日経(H25.8.16)夕刊で、刑事裁判の「法廷通訳人」にアンケートを実施したところ、「裁判員裁判制度導入後に負担が増えた」という回答が多かったという記事が載っていた。
確かにそうだろうと思う。
裁判員裁判では集中審理を行うが、その場合の法廷通訳人の負担は大きい。
例えば、証人尋問では、検察官の質問を通訳し、被告や証人の回答も通訳する。
検察官の質問が終わると今度は弁護人の質問になり、それについても質問と回答を通訳する。
要するに、ずっと通訳しているわけである。
しかも、被告人質問や証人尋問だけでなく、起訴状、冒頭陳述、論告求刑、弁論なども訳さなければならない。
それを考えると、もっと報酬を増やしていいと思う。
実は、かなり以前は、「それは多すぎでしょ」と思うくらい通訳人の報酬は高かった。
ところが、ある時期に切り下げがあり、通訳人からは不満が出たが、私としては適正ではないかという感覚であった。

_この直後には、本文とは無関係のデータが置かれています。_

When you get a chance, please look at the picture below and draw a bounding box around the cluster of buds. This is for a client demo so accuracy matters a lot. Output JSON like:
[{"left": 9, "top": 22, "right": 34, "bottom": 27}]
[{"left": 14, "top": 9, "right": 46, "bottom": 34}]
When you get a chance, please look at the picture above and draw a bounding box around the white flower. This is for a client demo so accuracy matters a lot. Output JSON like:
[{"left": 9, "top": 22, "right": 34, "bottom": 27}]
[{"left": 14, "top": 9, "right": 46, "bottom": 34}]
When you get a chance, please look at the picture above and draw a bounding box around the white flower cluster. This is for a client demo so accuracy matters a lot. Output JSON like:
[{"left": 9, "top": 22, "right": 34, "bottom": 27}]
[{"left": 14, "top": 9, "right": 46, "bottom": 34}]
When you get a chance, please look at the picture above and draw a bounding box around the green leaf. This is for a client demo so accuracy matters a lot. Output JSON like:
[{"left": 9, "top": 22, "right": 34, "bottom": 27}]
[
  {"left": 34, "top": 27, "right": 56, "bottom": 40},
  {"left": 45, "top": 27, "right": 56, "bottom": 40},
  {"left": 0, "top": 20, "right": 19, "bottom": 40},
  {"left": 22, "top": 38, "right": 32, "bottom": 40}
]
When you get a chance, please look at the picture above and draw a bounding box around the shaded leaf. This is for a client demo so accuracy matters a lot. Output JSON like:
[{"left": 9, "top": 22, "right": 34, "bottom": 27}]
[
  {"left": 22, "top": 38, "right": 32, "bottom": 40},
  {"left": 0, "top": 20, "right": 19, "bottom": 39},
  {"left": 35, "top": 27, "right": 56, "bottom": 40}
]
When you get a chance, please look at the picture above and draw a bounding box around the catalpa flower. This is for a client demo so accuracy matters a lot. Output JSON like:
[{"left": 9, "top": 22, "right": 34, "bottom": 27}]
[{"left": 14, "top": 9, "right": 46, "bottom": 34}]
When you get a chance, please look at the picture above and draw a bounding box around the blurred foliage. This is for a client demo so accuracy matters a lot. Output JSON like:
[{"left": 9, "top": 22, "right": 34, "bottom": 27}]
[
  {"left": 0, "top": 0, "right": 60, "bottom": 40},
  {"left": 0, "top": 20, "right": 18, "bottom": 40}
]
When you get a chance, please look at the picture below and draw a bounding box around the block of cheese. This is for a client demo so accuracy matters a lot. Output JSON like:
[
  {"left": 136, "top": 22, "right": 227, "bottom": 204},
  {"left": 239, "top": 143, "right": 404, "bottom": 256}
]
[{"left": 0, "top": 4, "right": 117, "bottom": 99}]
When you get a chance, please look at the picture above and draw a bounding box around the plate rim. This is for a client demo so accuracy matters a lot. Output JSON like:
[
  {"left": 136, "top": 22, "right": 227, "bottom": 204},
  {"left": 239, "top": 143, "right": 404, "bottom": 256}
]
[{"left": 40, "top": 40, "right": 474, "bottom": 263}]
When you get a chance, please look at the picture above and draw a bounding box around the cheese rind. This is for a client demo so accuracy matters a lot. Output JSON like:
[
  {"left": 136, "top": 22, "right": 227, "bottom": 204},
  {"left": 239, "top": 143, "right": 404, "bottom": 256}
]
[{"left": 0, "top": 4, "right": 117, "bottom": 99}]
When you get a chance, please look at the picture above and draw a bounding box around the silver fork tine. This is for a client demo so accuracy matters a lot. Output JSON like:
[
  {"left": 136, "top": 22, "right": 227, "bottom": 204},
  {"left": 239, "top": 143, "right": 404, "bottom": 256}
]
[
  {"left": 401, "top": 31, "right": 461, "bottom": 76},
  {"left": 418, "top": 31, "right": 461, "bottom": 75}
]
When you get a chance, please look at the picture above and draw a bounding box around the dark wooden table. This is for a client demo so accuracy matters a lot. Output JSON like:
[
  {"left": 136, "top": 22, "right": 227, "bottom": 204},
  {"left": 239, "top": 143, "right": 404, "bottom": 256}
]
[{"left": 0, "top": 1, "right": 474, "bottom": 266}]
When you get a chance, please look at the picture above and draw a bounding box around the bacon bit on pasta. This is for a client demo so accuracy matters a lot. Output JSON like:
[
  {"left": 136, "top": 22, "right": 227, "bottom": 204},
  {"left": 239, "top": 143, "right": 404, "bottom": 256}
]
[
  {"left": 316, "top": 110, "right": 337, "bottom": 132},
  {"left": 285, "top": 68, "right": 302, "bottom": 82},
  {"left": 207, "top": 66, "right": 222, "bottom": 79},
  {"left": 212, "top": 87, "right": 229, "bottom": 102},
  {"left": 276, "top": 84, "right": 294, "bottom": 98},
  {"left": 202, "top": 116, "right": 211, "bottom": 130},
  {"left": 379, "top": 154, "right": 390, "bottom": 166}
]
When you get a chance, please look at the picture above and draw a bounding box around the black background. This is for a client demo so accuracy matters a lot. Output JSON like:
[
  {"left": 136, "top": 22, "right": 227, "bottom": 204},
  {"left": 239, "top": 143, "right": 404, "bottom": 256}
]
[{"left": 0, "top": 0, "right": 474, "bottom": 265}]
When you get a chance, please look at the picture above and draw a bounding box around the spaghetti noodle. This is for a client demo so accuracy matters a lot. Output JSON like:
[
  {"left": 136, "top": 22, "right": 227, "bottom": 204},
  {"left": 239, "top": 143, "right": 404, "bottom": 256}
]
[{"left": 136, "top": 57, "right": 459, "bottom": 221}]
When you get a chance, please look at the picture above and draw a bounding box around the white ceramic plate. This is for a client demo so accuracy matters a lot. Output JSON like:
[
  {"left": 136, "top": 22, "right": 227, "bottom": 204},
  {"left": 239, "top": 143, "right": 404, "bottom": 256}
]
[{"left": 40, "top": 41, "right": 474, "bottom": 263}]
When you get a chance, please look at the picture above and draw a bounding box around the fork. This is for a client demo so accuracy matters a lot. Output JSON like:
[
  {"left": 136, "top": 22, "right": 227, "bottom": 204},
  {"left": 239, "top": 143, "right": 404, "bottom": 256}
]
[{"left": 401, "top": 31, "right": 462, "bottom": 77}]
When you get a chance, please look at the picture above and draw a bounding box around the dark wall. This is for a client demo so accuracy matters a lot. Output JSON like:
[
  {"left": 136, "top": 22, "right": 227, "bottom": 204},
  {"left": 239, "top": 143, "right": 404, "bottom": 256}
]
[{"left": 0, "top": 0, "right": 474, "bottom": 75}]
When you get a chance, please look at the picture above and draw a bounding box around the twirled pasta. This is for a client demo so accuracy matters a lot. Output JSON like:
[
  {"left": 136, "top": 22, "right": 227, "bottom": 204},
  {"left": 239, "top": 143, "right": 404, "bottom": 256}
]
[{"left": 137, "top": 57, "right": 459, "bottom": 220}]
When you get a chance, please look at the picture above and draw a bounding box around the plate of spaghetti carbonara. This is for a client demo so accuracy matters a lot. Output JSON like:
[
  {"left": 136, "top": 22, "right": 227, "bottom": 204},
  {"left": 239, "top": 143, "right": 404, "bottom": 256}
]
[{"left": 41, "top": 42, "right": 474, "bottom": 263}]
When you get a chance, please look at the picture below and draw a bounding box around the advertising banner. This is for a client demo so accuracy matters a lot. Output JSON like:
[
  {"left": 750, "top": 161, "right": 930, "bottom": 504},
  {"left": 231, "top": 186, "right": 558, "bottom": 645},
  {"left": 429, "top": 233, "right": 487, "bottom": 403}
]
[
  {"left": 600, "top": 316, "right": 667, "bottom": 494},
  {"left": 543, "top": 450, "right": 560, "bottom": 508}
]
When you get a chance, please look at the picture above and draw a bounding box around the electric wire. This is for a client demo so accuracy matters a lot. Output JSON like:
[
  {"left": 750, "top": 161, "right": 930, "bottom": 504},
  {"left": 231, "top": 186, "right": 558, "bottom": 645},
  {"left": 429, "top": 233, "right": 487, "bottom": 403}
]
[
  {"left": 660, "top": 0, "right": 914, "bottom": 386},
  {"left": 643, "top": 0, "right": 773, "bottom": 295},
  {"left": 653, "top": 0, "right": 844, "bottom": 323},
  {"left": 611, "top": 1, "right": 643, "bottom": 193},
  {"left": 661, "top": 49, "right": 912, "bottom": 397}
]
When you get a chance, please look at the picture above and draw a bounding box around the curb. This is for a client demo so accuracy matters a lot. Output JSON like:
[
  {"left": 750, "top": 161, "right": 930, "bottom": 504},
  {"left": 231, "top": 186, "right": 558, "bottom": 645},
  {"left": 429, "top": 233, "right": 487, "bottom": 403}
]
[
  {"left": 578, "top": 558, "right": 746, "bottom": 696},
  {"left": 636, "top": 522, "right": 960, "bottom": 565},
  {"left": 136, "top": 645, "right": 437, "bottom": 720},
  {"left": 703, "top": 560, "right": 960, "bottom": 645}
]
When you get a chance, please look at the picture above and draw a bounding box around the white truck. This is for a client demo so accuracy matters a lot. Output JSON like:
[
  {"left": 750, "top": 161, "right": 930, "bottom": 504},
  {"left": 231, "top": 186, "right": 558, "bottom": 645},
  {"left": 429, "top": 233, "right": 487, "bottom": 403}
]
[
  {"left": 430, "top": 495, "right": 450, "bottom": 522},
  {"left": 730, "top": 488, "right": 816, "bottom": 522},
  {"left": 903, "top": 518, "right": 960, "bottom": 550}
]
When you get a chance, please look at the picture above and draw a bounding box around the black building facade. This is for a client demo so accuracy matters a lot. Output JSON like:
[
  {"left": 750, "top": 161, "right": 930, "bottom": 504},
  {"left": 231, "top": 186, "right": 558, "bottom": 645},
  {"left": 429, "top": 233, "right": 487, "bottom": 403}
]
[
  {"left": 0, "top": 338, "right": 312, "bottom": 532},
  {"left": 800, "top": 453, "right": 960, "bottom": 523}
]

ただ、裁判員裁判は別であり、その負担を考えると、切り下げた通訳人の報酬基準では安く、もっと報酬を増やすべきであると思う。
その反面、通訳能力のばらつきがかなりあり、それは正すべきである。
その場合、すでに議論されている資格認定制度を設けることもいいが、ただ、資格認定試験の際に、刑事事件の法的知識だけでなく、発音を重視すべきであろうと思う。
以前、日本人の大学教授が法廷通訳人だったときに、後で被告人から「通訳人が何を言っているのかさっぱり分からなかった」と文句を言われたことがあった。
その被告人は日本語ができたので、実害はなかったが・・。